Home Read Classic Album Review: The Mars Volta | De-Loused In The Comatorium

Classic Album Review: The Mars Volta | De-Loused In The Comatorium

If you can imagine Radiohead & The Music trying to impersonate Led Zeppelin while playing Yes songs on Sonic Youth’s gear, you might come close to the sound of this.

This came out in 2003 – or at least that’s when I got it. Here’s what I said about it back then (with some minor editing):

 


Is it just me, or do singer Cedric Bixler and guitarist Omar Rodriguez-Lopez have some of the worst luck in rock ’n’ roll?

First their old band At the Drive-In imploded just as they were breaking through to the mainstream. Then, less than a month before the official release of this first full-length offering from their new band The Mars Volta, their keyboard player Ikey Owens died from an apparent drug overdose.

OK, so maybe time — or at least timing — isn’t on their side. Then again, with an album as exciting and ambitious as this, they may not need it. De-Loused In The Comatorium — supposedly a concept album-song cycle about the life (and perhaps death) of a childhood friend — is a stunning, frenzied hybrid of sounds, styles and sonic sensibilities. The blister and peel of ’90s emo, the intricacy and discipline of prog, the swagger and stomp of classic rock, the scrape and screech of noise-rock, the squelch and squiggle of electronica and even the echo and murk of dub all factor into these 10 tracks, which range in length from 89 seconds to 12-plus minutes and come bearing impregnagle titles like Cicatriz ESP and Take the Veil Cerpin Taxt.
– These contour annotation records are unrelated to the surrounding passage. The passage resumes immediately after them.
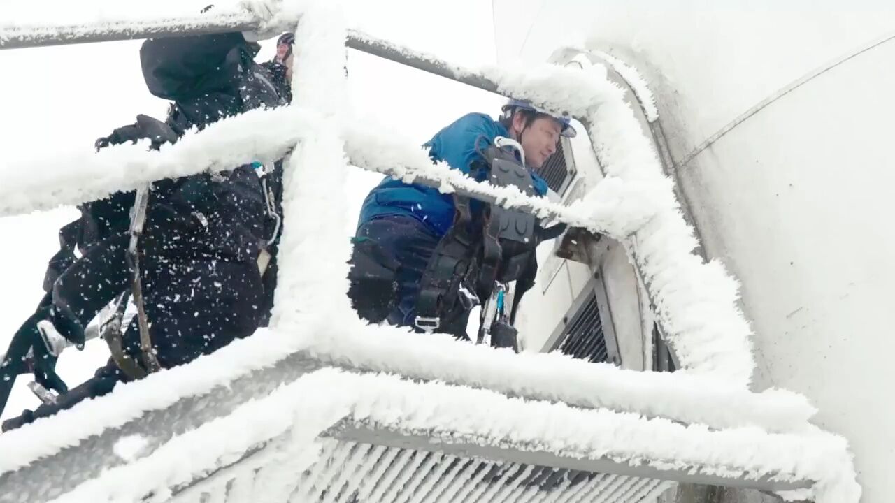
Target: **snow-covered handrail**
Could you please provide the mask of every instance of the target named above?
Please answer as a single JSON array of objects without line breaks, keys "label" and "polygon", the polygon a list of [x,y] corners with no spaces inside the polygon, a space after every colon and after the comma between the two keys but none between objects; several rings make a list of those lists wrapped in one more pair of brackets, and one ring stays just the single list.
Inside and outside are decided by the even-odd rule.
[{"label": "snow-covered handrail", "polygon": [[[301,15],[296,6],[290,9],[282,9],[268,22],[282,23],[284,28],[290,26]],[[239,13],[234,11],[228,15],[243,16],[240,19],[243,21],[251,18],[244,12]],[[110,33],[115,30],[121,31],[120,26],[106,28]],[[473,71],[357,32],[345,32],[343,41],[420,70],[527,98],[544,109],[569,113],[580,119],[588,130],[601,166],[607,170],[606,178],[582,202],[576,203],[581,215],[597,217],[595,220],[599,221],[597,225],[584,226],[592,230],[597,227],[599,232],[626,238],[624,242],[647,286],[663,333],[683,369],[709,372],[717,379],[744,386],[749,383],[754,368],[749,340],[751,328],[737,306],[737,283],[720,262],[703,264],[693,253],[697,243],[675,200],[673,183],[662,175],[661,163],[650,141],[635,127],[636,119],[621,98],[622,91],[607,78],[604,67],[574,70],[542,65]],[[277,127],[281,128],[282,124]],[[202,163],[197,164],[202,167]],[[402,176],[411,171],[417,176],[425,173],[415,169],[416,164],[415,160],[408,162],[409,169]],[[369,163],[367,166],[370,167]],[[19,173],[22,173],[21,167]],[[90,183],[102,183],[115,174],[121,174],[120,167],[112,167],[108,173],[93,173],[98,178],[91,178]],[[420,181],[425,180],[420,178]],[[132,183],[129,181],[125,184]],[[72,190],[72,185],[66,183],[61,190],[60,200],[69,204],[80,202],[71,200],[75,199],[71,196],[69,200],[63,197]],[[448,184],[442,183],[442,186]],[[120,188],[126,187],[116,187]],[[10,196],[0,197],[4,205],[13,205],[23,194],[33,193],[2,192],[0,196]],[[55,194],[52,190],[45,192],[47,197]],[[518,200],[507,195],[507,202],[513,204]],[[542,205],[532,207],[542,208]],[[13,209],[13,212],[17,211]],[[4,211],[0,208],[0,215],[4,214],[10,214],[9,209]],[[581,224],[577,220],[570,223]]]},{"label": "snow-covered handrail", "polygon": [[181,11],[134,15],[123,10],[104,15],[101,20],[67,23],[52,23],[40,19],[30,22],[6,18],[0,21],[0,49],[248,31],[259,25],[258,18],[244,9],[213,8],[206,13]]}]

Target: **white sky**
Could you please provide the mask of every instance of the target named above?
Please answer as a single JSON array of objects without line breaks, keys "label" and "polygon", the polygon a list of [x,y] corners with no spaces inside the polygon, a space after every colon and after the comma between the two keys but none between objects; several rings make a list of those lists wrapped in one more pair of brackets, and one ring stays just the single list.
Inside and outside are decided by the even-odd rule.
[{"label": "white sky", "polygon": [[[408,0],[361,2],[353,7],[355,26],[380,38],[435,54],[446,60],[477,65],[495,58],[491,4],[489,0]],[[58,16],[57,16],[58,17]],[[354,22],[354,21],[353,21]],[[6,167],[36,151],[51,149],[64,166],[66,153],[92,149],[93,142],[113,129],[132,124],[137,114],[164,118],[166,102],[146,90],[140,69],[141,41],[108,42],[0,51],[0,152]],[[258,60],[268,59],[272,41],[262,42]],[[375,117],[422,144],[439,129],[469,112],[498,113],[503,98],[362,53],[349,54],[349,98],[354,113]],[[77,169],[78,166],[65,166]],[[309,166],[312,169],[313,166]],[[349,183],[334,188],[345,194],[356,215],[379,175],[353,169]],[[56,232],[77,216],[72,208],[0,218],[0,353],[20,323],[40,300],[47,260],[58,248]],[[345,235],[354,230],[354,217]],[[73,386],[89,378],[107,357],[102,342],[74,350],[58,370]],[[37,399],[16,384],[4,418],[33,408]]]}]

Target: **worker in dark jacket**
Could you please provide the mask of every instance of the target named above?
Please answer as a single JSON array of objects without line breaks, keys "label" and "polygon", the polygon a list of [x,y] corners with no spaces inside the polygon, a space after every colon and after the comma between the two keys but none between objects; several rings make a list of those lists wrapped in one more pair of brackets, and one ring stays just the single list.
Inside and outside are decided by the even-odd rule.
[{"label": "worker in dark jacket", "polygon": [[[143,74],[152,94],[173,101],[168,116],[164,123],[138,116],[136,124],[99,139],[97,148],[149,139],[158,149],[190,128],[289,103],[294,41],[292,34],[283,35],[277,57],[259,64],[253,61],[258,45],[240,33],[147,40],[141,49]],[[262,166],[246,159],[230,170],[152,184],[139,256],[151,353],[159,367],[186,363],[250,336],[263,320],[276,278],[269,265],[282,227],[281,174],[281,163]],[[19,362],[29,353],[37,380],[64,393],[55,404],[4,422],[4,430],[145,375],[137,317],[122,335],[117,355],[113,349],[109,362],[72,390],[55,376],[55,356],[47,354],[43,340],[49,330],[83,344],[87,324],[130,290],[125,252],[133,206],[134,192],[85,203],[81,218],[60,233],[62,247],[45,278],[47,294],[16,333],[0,367],[0,410],[13,379],[27,371]],[[75,248],[81,257],[75,256]],[[43,323],[38,329],[41,321],[49,321],[48,328]]]}]

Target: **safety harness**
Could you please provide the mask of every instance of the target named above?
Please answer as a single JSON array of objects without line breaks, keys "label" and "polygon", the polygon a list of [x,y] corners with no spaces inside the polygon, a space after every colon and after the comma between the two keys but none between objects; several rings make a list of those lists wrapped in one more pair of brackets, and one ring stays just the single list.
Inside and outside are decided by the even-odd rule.
[{"label": "safety harness", "polygon": [[[474,177],[484,169],[491,185],[516,187],[527,196],[536,196],[530,172],[513,152],[500,147],[500,140],[507,139],[498,139],[483,149],[477,148],[482,160],[473,163],[472,175]],[[507,142],[515,143],[521,152],[517,143]],[[454,222],[422,274],[413,324],[421,330],[438,330],[465,319],[484,298],[487,301],[477,342],[515,346],[516,329],[511,321],[517,302],[513,297],[514,294],[520,297],[524,290],[515,292],[511,284],[536,267],[534,249],[538,243],[556,237],[565,226],[543,229],[533,214],[492,204],[482,204],[481,211],[474,211],[470,199],[454,195]],[[483,336],[489,334],[490,341],[485,341]]]}]

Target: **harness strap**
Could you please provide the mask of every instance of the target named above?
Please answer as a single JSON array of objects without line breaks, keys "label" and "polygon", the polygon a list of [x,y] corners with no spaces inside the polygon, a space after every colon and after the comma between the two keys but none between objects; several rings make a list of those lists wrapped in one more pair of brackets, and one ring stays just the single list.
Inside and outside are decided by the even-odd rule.
[{"label": "harness strap", "polygon": [[413,324],[422,330],[436,330],[443,317],[457,308],[469,311],[480,302],[468,283],[470,272],[476,269],[470,199],[455,194],[454,205],[454,224],[439,241],[420,280]]}]

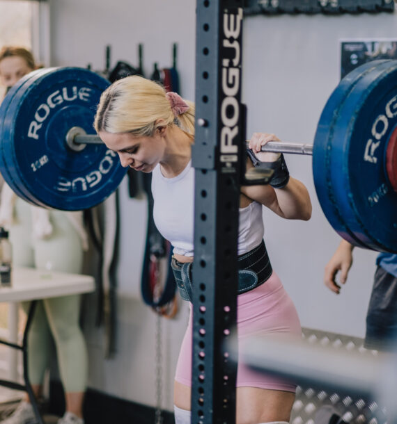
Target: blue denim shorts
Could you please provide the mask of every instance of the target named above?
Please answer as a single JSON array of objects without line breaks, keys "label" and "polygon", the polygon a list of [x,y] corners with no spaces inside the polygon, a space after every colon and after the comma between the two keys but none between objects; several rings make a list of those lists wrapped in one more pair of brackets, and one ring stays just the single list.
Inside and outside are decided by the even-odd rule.
[{"label": "blue denim shorts", "polygon": [[366,316],[364,347],[389,350],[397,345],[397,278],[378,266]]}]

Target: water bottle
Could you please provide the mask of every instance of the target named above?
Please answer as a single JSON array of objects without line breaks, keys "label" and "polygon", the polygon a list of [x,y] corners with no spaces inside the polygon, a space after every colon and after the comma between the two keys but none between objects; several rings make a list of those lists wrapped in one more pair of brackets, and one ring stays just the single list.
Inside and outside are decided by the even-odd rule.
[{"label": "water bottle", "polygon": [[8,231],[0,227],[0,286],[10,287],[13,268],[13,248]]}]

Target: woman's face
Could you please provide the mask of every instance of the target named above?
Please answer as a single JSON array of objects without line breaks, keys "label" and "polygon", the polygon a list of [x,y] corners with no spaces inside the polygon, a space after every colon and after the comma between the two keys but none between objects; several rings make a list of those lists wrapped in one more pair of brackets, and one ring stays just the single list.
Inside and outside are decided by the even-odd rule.
[{"label": "woman's face", "polygon": [[122,166],[148,173],[164,158],[165,142],[162,132],[157,129],[153,137],[106,131],[100,132],[99,136],[108,149],[118,154]]},{"label": "woman's face", "polygon": [[0,62],[0,81],[6,87],[12,87],[22,76],[33,70],[20,56],[4,58]]}]

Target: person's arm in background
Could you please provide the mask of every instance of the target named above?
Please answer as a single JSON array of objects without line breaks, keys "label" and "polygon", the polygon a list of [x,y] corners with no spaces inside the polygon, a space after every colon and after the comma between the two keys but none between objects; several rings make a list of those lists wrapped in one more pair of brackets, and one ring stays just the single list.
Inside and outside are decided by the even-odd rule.
[{"label": "person's arm in background", "polygon": [[335,253],[325,266],[324,284],[336,294],[339,294],[341,291],[341,286],[336,282],[336,275],[340,271],[338,280],[341,284],[344,284],[353,263],[353,248],[354,246],[348,241],[342,240]]}]

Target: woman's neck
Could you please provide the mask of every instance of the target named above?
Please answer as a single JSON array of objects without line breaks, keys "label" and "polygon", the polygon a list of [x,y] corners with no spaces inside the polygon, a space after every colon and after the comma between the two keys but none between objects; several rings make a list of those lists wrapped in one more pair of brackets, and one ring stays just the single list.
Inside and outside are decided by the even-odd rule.
[{"label": "woman's neck", "polygon": [[165,136],[166,147],[160,161],[162,174],[166,178],[176,177],[192,158],[193,138],[176,125],[169,127]]}]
If you can imagine Radiohead and The Music trying to impersonate Led Zeppelin while playing old Yes songs on Sonic Youth’s equipment, you might come close to the sound generated by the combination of Bixler’s shamanic yelp, Rodriguez-Lopez’s burbling axework, and the relentlessly complex intensity of this hour-long fever-dream. With a little luck, they’ll be around long enough for a sequel.